DPS wraps up ‘Reading Rocks LitCamp’

Thursday, July 6, 2017
Dyersburg Primary School recently completed its ‘Reading Rocks LitCamp’ for rising first- through third-graders. The camp ran through the month of June and placed an emphasis on literature.

BRANDON HUTCHESON

bhutcheson@stategazette.com

Throughout the month of June, Dyersburg Primary School hosted their ‘Reading Rocks LitCamp’, a summer day camp that places an emphasis on literacy through various fun activities and field trips.

To better fit the theme, DPS was transformed to look like a summer camp, complete with tents, ‘campfires’, and outdoor equipment.

The camp ran from 8 a.m. to 1 p.m., and students who participated were rising first- through third-graders.

“We had 45 students participate in this year’s program,” stated DPS Reading Recovery teacher and LitCamp director Jennifer Pruitt. “It is a 1 to 5 teacher ratio, so it’s 5 children per teacher. The whole camp, including activities, was centered around literature, reading and writing. Everything we did was literature-based.”

Pruitt mentioned that this was the first year for the Dyersburg City School System to host the LitCamp.

Many activities and crafts were scheduled based on literary works that were discussed in the classroom. Students created dream catchers on one occasion (above), and completed a nature scavenger hunt (below) after reading and discussing various books and lessons about the topics.
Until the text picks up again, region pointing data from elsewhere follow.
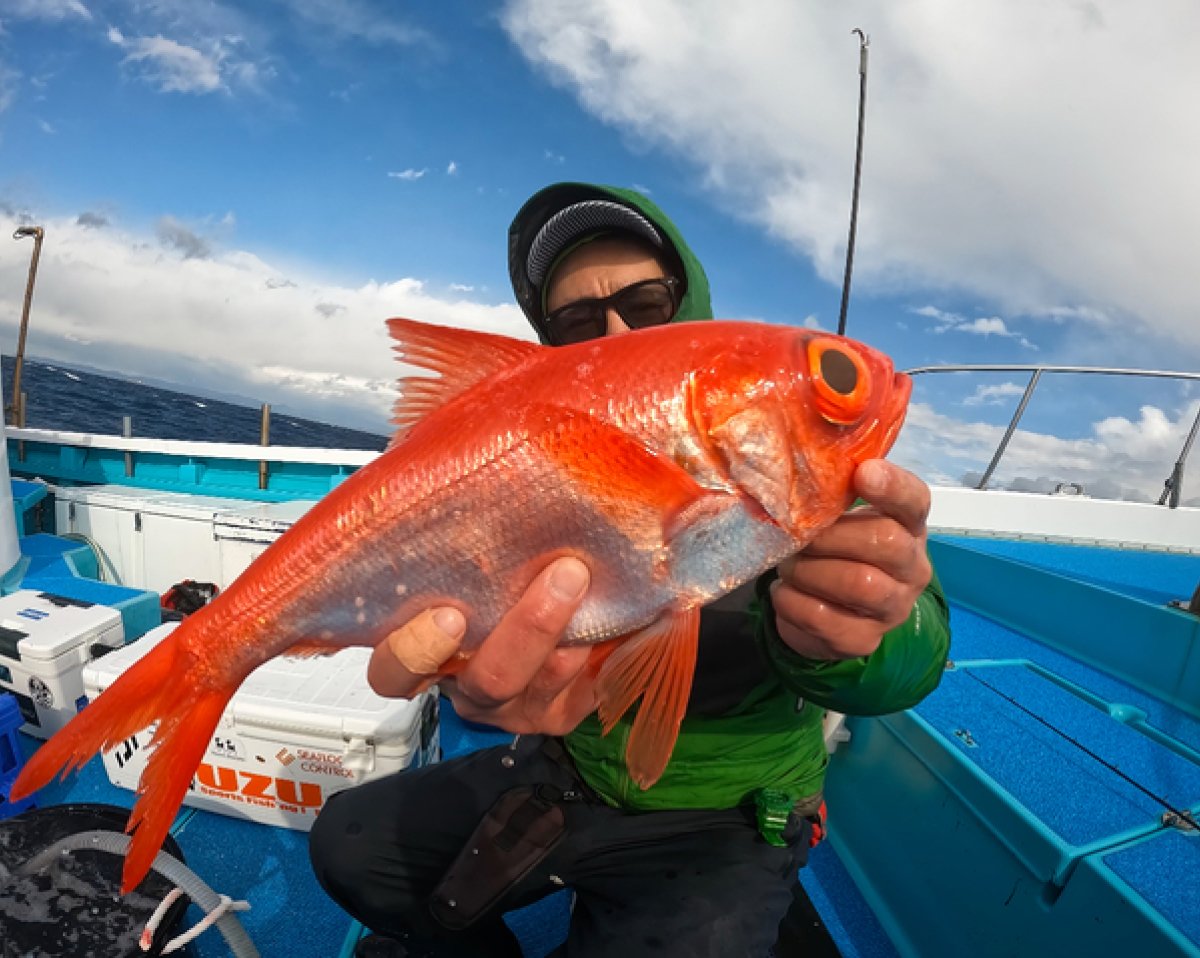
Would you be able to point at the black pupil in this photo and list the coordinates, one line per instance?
(645, 304)
(839, 371)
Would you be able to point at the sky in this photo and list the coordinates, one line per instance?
(237, 195)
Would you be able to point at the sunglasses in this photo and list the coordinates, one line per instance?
(649, 303)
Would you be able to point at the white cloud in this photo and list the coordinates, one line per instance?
(45, 10)
(171, 66)
(107, 297)
(359, 21)
(211, 63)
(994, 395)
(1122, 459)
(1006, 145)
(9, 79)
(985, 325)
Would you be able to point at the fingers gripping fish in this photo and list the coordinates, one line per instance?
(677, 462)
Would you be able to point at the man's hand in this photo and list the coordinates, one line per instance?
(519, 680)
(861, 576)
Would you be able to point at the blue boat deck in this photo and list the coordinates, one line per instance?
(1044, 790)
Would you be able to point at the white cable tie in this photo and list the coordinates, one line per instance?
(225, 905)
(147, 941)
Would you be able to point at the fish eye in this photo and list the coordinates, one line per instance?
(839, 371)
(840, 381)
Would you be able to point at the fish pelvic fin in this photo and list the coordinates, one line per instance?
(460, 358)
(153, 689)
(655, 664)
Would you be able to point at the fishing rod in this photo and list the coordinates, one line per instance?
(37, 233)
(863, 43)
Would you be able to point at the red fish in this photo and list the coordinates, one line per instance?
(677, 462)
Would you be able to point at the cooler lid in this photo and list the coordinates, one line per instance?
(41, 626)
(253, 519)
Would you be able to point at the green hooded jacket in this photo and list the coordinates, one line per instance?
(755, 714)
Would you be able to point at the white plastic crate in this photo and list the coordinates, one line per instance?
(46, 641)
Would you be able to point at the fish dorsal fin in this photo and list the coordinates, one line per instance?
(461, 358)
(655, 664)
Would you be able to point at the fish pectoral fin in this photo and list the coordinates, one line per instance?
(307, 648)
(461, 358)
(657, 665)
(645, 494)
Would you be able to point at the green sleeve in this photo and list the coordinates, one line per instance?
(905, 668)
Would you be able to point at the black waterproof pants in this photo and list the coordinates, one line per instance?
(647, 884)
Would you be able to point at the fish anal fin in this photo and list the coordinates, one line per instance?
(642, 491)
(459, 358)
(655, 665)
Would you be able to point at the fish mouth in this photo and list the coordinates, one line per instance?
(895, 408)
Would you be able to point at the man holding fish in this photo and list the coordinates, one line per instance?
(689, 856)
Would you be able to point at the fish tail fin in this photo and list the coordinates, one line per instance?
(156, 688)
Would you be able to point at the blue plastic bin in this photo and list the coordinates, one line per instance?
(12, 756)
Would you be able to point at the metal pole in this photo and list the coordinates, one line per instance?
(1011, 430)
(36, 232)
(863, 43)
(264, 438)
(21, 424)
(1173, 489)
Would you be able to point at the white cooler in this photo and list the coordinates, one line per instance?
(46, 641)
(297, 731)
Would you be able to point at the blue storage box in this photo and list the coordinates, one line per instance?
(12, 756)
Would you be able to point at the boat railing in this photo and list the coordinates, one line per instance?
(1174, 484)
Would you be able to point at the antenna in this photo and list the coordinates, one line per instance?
(864, 41)
(37, 233)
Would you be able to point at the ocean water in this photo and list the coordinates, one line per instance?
(82, 401)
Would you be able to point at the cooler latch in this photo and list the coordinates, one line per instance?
(358, 755)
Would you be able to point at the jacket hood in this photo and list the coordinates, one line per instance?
(606, 209)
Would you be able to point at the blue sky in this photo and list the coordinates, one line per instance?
(237, 195)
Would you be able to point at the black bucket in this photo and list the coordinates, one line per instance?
(75, 906)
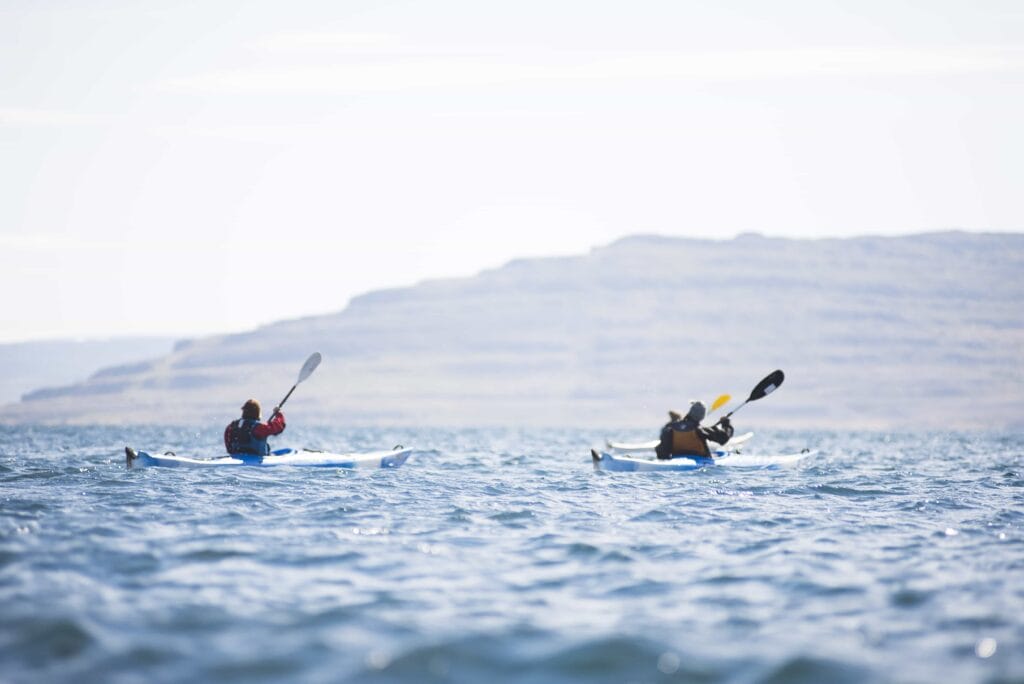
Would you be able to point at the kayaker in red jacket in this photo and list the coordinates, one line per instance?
(248, 434)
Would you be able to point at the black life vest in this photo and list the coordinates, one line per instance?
(242, 440)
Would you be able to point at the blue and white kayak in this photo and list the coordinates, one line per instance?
(632, 446)
(281, 457)
(611, 462)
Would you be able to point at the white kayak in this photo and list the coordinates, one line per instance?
(603, 461)
(281, 457)
(630, 446)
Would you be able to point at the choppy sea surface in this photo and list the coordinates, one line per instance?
(501, 556)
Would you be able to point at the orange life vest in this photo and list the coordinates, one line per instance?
(689, 442)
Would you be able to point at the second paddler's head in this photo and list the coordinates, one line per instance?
(697, 412)
(251, 410)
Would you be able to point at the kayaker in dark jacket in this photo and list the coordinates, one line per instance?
(682, 435)
(248, 434)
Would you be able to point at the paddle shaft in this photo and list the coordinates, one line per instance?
(288, 395)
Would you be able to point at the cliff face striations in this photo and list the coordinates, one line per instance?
(915, 332)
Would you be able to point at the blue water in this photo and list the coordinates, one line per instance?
(499, 556)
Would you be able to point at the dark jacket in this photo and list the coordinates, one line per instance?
(719, 433)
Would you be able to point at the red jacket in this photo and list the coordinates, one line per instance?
(273, 426)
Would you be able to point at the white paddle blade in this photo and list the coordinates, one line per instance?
(309, 367)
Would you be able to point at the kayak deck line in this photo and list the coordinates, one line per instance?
(609, 462)
(281, 457)
(630, 446)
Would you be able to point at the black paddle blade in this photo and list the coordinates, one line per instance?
(767, 386)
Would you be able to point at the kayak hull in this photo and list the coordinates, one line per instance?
(281, 457)
(615, 463)
(633, 446)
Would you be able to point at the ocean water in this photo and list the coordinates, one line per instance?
(501, 556)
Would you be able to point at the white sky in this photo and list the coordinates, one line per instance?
(193, 167)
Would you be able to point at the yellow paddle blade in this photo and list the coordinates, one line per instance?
(720, 401)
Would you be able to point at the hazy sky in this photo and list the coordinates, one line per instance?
(183, 168)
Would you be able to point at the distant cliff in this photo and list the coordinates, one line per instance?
(913, 332)
(28, 366)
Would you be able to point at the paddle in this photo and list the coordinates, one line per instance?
(307, 370)
(719, 402)
(764, 388)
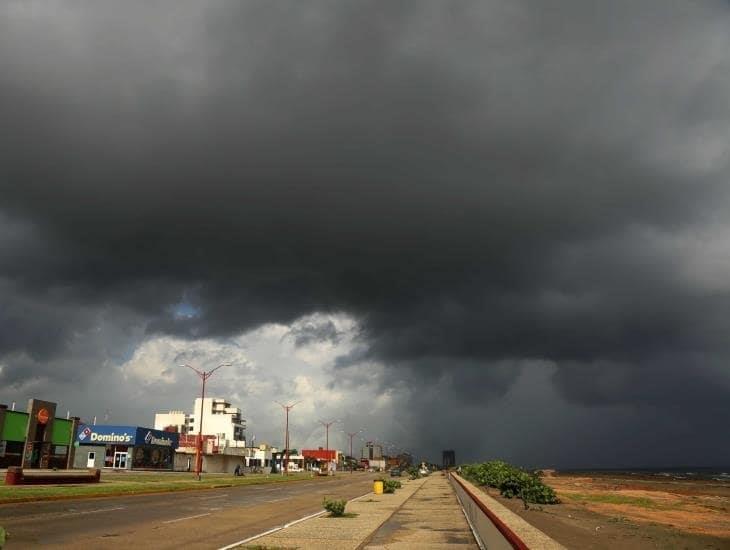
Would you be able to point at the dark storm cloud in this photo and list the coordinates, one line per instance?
(479, 184)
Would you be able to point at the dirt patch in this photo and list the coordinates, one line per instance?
(604, 512)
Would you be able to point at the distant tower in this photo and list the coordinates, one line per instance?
(449, 459)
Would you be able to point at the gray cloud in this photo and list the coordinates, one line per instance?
(481, 186)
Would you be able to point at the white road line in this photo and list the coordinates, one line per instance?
(188, 517)
(280, 527)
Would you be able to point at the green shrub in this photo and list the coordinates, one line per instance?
(511, 481)
(335, 507)
(390, 485)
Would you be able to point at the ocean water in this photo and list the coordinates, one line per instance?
(685, 472)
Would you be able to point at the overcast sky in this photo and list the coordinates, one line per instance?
(497, 226)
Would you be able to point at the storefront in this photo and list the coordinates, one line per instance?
(125, 447)
(36, 438)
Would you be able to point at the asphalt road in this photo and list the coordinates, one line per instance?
(191, 519)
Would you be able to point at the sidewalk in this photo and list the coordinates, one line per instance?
(432, 518)
(423, 514)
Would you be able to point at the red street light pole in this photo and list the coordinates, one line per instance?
(287, 408)
(198, 448)
(327, 431)
(351, 435)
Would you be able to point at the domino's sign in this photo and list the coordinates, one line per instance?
(126, 435)
(94, 435)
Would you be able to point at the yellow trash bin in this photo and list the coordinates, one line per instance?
(378, 487)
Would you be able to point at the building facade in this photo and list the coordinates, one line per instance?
(36, 438)
(125, 448)
(220, 420)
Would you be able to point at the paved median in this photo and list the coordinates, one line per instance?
(423, 514)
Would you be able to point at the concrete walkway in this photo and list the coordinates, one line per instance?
(432, 518)
(423, 514)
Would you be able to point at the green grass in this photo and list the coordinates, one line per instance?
(643, 502)
(126, 484)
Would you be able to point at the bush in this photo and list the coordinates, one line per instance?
(390, 485)
(335, 507)
(511, 481)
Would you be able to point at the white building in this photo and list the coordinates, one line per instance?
(219, 420)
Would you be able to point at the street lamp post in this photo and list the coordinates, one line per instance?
(327, 431)
(287, 408)
(198, 448)
(351, 435)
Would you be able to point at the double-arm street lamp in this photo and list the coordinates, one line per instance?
(198, 448)
(351, 435)
(327, 431)
(287, 408)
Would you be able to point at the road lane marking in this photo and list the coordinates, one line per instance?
(81, 512)
(187, 517)
(280, 527)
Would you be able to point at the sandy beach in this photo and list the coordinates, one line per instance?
(605, 510)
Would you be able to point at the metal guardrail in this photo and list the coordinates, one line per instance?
(490, 531)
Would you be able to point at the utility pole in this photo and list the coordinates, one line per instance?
(351, 435)
(327, 431)
(198, 447)
(287, 408)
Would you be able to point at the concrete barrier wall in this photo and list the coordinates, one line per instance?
(497, 527)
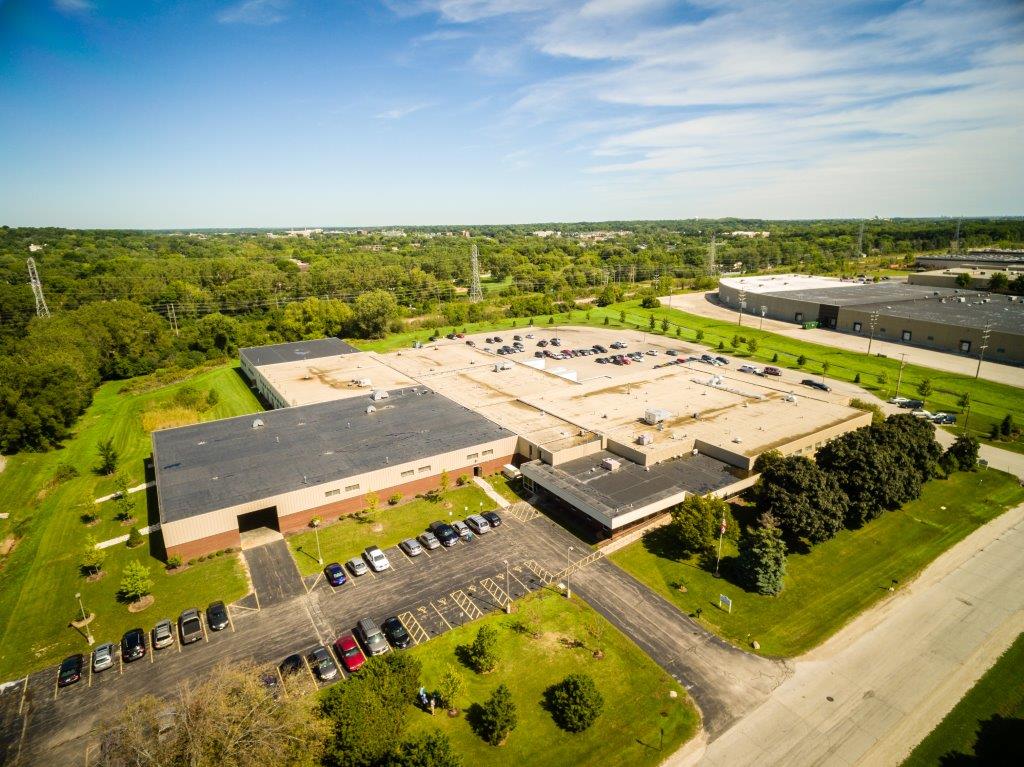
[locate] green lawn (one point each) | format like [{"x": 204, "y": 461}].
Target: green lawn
[
  {"x": 640, "y": 725},
  {"x": 39, "y": 579},
  {"x": 839, "y": 579},
  {"x": 986, "y": 723},
  {"x": 386, "y": 526}
]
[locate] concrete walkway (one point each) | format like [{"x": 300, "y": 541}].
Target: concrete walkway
[
  {"x": 705, "y": 305},
  {"x": 871, "y": 692}
]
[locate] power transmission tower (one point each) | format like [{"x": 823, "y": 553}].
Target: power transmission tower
[
  {"x": 37, "y": 290},
  {"x": 475, "y": 291}
]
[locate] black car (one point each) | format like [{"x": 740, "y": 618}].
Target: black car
[
  {"x": 444, "y": 533},
  {"x": 816, "y": 384},
  {"x": 133, "y": 645},
  {"x": 71, "y": 670},
  {"x": 396, "y": 633},
  {"x": 216, "y": 615},
  {"x": 291, "y": 665},
  {"x": 335, "y": 573},
  {"x": 493, "y": 519}
]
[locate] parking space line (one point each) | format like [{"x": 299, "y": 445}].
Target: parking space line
[{"x": 440, "y": 615}]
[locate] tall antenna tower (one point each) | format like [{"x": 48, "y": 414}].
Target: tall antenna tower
[
  {"x": 37, "y": 289},
  {"x": 475, "y": 291}
]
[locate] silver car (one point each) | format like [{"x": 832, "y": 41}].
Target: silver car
[
  {"x": 102, "y": 656},
  {"x": 412, "y": 547},
  {"x": 163, "y": 634},
  {"x": 429, "y": 541}
]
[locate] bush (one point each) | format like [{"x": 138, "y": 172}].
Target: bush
[
  {"x": 498, "y": 717},
  {"x": 135, "y": 539},
  {"x": 574, "y": 702}
]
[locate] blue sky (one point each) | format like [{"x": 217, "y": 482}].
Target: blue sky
[{"x": 272, "y": 113}]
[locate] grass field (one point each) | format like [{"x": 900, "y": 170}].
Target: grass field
[
  {"x": 839, "y": 579},
  {"x": 40, "y": 577},
  {"x": 640, "y": 725},
  {"x": 386, "y": 526},
  {"x": 990, "y": 401},
  {"x": 986, "y": 724}
]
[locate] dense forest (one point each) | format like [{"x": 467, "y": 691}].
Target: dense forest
[{"x": 127, "y": 303}]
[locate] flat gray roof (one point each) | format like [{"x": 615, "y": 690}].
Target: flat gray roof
[
  {"x": 218, "y": 464},
  {"x": 289, "y": 352},
  {"x": 633, "y": 486},
  {"x": 978, "y": 310},
  {"x": 849, "y": 295}
]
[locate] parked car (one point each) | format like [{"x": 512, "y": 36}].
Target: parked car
[
  {"x": 396, "y": 634},
  {"x": 216, "y": 615},
  {"x": 429, "y": 541},
  {"x": 291, "y": 665},
  {"x": 163, "y": 634},
  {"x": 493, "y": 518},
  {"x": 102, "y": 656},
  {"x": 412, "y": 547},
  {"x": 376, "y": 558},
  {"x": 71, "y": 670},
  {"x": 463, "y": 529},
  {"x": 348, "y": 652},
  {"x": 335, "y": 573},
  {"x": 444, "y": 533},
  {"x": 477, "y": 523},
  {"x": 372, "y": 637},
  {"x": 323, "y": 665},
  {"x": 189, "y": 626},
  {"x": 133, "y": 645},
  {"x": 816, "y": 384}
]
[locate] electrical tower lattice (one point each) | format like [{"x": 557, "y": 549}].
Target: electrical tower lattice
[
  {"x": 37, "y": 290},
  {"x": 475, "y": 291}
]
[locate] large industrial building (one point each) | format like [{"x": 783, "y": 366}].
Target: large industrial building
[
  {"x": 950, "y": 320},
  {"x": 615, "y": 444}
]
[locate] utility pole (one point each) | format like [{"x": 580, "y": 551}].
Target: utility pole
[
  {"x": 871, "y": 322},
  {"x": 981, "y": 349},
  {"x": 475, "y": 291},
  {"x": 37, "y": 289}
]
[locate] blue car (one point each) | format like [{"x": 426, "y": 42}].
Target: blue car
[{"x": 335, "y": 573}]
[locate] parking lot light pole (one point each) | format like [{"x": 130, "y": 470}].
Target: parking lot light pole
[
  {"x": 568, "y": 555},
  {"x": 85, "y": 620}
]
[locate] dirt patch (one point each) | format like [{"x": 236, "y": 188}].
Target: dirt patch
[{"x": 141, "y": 604}]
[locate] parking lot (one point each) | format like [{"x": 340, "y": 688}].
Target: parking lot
[{"x": 431, "y": 593}]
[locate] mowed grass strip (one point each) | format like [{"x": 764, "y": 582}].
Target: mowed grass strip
[
  {"x": 837, "y": 580},
  {"x": 40, "y": 578},
  {"x": 641, "y": 724},
  {"x": 385, "y": 526},
  {"x": 993, "y": 708}
]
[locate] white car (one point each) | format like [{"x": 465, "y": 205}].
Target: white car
[{"x": 376, "y": 559}]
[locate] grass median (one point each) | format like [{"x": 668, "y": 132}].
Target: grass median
[
  {"x": 548, "y": 638},
  {"x": 385, "y": 526},
  {"x": 837, "y": 580}
]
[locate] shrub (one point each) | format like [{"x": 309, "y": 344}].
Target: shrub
[{"x": 574, "y": 702}]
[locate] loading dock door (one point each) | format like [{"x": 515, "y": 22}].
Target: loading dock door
[{"x": 260, "y": 518}]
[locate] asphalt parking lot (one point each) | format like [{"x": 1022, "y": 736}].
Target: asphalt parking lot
[{"x": 432, "y": 593}]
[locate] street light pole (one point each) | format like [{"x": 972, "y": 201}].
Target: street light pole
[{"x": 85, "y": 620}]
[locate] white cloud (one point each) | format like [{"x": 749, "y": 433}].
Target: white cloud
[{"x": 258, "y": 12}]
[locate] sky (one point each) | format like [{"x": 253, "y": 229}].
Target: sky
[{"x": 164, "y": 114}]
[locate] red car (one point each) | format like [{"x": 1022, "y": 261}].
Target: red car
[{"x": 348, "y": 652}]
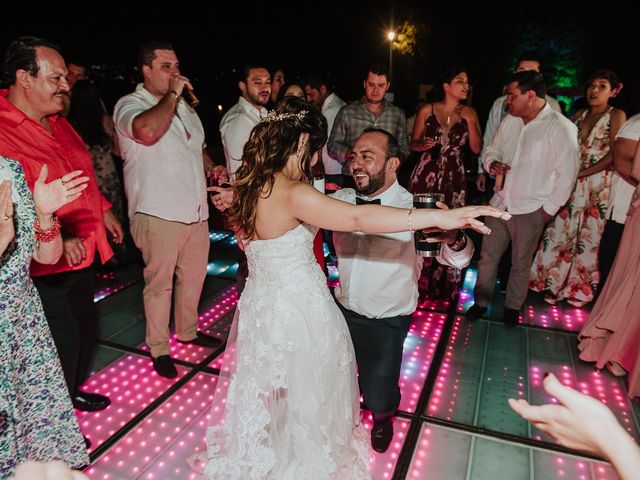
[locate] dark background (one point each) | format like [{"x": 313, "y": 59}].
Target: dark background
[{"x": 343, "y": 38}]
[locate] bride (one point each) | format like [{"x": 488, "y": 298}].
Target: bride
[{"x": 287, "y": 402}]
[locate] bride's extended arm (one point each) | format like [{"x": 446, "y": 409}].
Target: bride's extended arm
[{"x": 310, "y": 206}]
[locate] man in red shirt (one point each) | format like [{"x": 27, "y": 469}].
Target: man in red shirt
[{"x": 32, "y": 132}]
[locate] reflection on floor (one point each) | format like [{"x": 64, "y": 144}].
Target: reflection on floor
[{"x": 454, "y": 421}]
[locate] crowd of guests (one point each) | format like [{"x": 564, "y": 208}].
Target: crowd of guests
[{"x": 569, "y": 185}]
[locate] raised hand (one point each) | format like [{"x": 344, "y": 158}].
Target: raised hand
[
  {"x": 49, "y": 197},
  {"x": 7, "y": 230},
  {"x": 465, "y": 217}
]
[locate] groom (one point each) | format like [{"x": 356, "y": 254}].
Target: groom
[{"x": 378, "y": 289}]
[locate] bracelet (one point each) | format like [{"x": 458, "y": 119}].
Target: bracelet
[
  {"x": 459, "y": 243},
  {"x": 409, "y": 225},
  {"x": 49, "y": 234}
]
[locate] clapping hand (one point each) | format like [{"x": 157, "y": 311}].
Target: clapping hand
[
  {"x": 7, "y": 231},
  {"x": 49, "y": 197}
]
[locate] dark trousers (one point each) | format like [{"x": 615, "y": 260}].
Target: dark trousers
[
  {"x": 608, "y": 248},
  {"x": 67, "y": 299},
  {"x": 378, "y": 345}
]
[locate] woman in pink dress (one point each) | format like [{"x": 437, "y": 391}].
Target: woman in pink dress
[{"x": 611, "y": 337}]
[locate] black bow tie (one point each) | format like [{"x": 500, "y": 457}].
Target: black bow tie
[{"x": 362, "y": 201}]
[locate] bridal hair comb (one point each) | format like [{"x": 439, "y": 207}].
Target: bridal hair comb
[{"x": 272, "y": 116}]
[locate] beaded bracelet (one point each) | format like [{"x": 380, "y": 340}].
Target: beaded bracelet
[
  {"x": 409, "y": 220},
  {"x": 49, "y": 234}
]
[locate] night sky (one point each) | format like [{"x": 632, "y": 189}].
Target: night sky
[{"x": 345, "y": 37}]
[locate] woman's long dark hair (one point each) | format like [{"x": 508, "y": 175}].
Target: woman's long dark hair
[
  {"x": 85, "y": 114},
  {"x": 267, "y": 151}
]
“This was our first year to do it, and we really didn’t have any kinks at all,” she said. “All of the teachers [that participated], except for one, are from DPS. One is from Dyersburg Middle School. When we went to training at the state they wanted it [the camp] to be [about] motivation. That was the No. 1 word that they wanted us to do for these children. They wanted the students to love reading to love writing. I think that the student’s attitude toward it has changed. It’s just experiencing literature and loving it.”

DPS was transformed to look like a summer camp, and students were referred to as campers. Unlike the normal school setting with chairs and desks, each room was transformed into its own campground with blankets and tents.

““It didn’t look like school,” stated Pruitt.

Activities, which were based off stories read or classroom lessons, included crafts such as dream catchers, sun catchers, creating s’mores in solar ovens, baking cookies from scratch by following a recipe, making ice cream, creating lava lamps, and others.

Learning was not only limited inside the classroom. Many field trips were taken including a cafeteria tour (above) and a stop to see Dyersburg Mayor John Holden (below) at City Hall.

The learning not only occurred inside the classroom. Students were also given opportunities to learn and grow outside of the school as well. After reading a nature book, students were led in a nature scavenger hunt. Many field trips were also taken including:

• The Dyersburg High School Ag Barn – DHS ag instructor Patsy Peckenpaugh talked with the students about the livestock at the barn, including market hogs, market lambs, and Katahdin sheep.

• Brad and Sandy Baker invited students to their home. Students learned about crops such as soybeans, corn, and cotton. They talked about various plants and what they became and how they are used.

• On a hayride, students went to see Red Angus cattle owned by Mr. and Mrs. Tom Bell and Mr. and Mrs. Tom Bell II. Students played old-fashioned games, ran sack and stick horse races, played apple toss and horse shoes.

• Students visited Donnie and Kenny Holland where they were shown farm equipment and how it works. They had lunch in the yard and made butter by shaking various ingredients in a mason jar. Students ate the butter they made on wheat crackers.

• Other places and people visited included McIver’s Grant Public Library and director of Youth and Children Services Vanessa Cain, Dyersburg Police Department, Dyersburg Fire Department, First Citizens National Bank, City Hall and Mayor John Holden’s office, Professional Development Center and Danny Walden, other LitCamps in Lauderdale County, and Discovery Park of America.

To end the program, a celebration cookout was held, with Dot Foods providing hot dogs and chips for the children. The children played outdoor games and multiple prizes were given away. Two lucky students won bicycles, donated by Dyersburg City School Board Chairman Dr. Scott Self, due to having perfect attendance.

All campers who attended were served two hot meals daily, breakfast and lunch.

Pruitt also added that each child was able to take home 21 books by the end of camp for their own personal library at home.

According to Pruitt, the camp was funded by the state, but the Dyersburg City School System picked up the extra cost for field trips, the feeding program, and transportation.

“Our goal was to motivate students that reading and writing can take you places and be fun as well as educational,” said Pruitt.

Dyersburg City Schools Director Neel Durbin added, “The Summer Literacy Camp has been motivational, educational and prepared students for a greater opportunity in academic success. Our students and teachers were excited throughout the program. They have developed better reading habits that will impact their academic development. These are great kids with bright futures.”